The deities of the African mythology are portrayed in Geraldo Melo’s essay in erratic movements as required by the uncertainties that surround the passionate gods of Candomblé*. There is no virtue or vice, there is no judgement, there is only the gesture that does justice to the feeling. The dance in the image of Geraldo’s orishas not only contemplates the movement of the rite, but achieves the state of ecstasy of the consecrated. We are all consecrated when we admire the beauty of the colors choreographed by the photographer’s hands in the technical mastery of light, the same light that crosses the sky of Iansã and the blade of Ogum.
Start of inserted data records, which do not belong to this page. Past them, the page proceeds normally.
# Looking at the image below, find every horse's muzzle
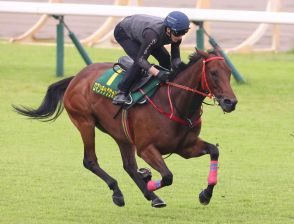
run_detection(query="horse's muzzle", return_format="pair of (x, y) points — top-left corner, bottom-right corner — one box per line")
(218, 97), (238, 113)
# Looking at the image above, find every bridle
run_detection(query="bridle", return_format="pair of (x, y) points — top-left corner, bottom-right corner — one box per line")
(167, 56), (224, 99)
(141, 56), (225, 128)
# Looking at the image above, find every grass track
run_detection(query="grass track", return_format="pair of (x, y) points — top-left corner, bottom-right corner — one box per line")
(0, 42), (293, 224)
In these photos in dynamic rotation, we experience the dizziness, the joy and the tension of the African and Brazilian parties dedicated to initiation.
However, Geraldo’s intention, although he was born in Salvador and strongly influenced by Candomblé’s presence in the culture of Bahia, is not to tell a story of faith and devotion. It is only to contribute to a secular reading of the extreme poetic richness of the African myths: their aesthetic strength, their cathartic value, their permanence in the collective unconscious of the nations that share their Afrodescendence and its influence in all aspects of the cultural expression of these people.
Geraldo’s essay, therefore, is free of religious reading and, for that very reason, rich in new possible readings of these gods that – like Greek gods, with whom we are most familiar – remain alert in defense of everything that is authentic, visceral, magical and unpredictable, just like art.
*Religion of African origin with more than three million followers worldwide, especially in Africa and Brazil.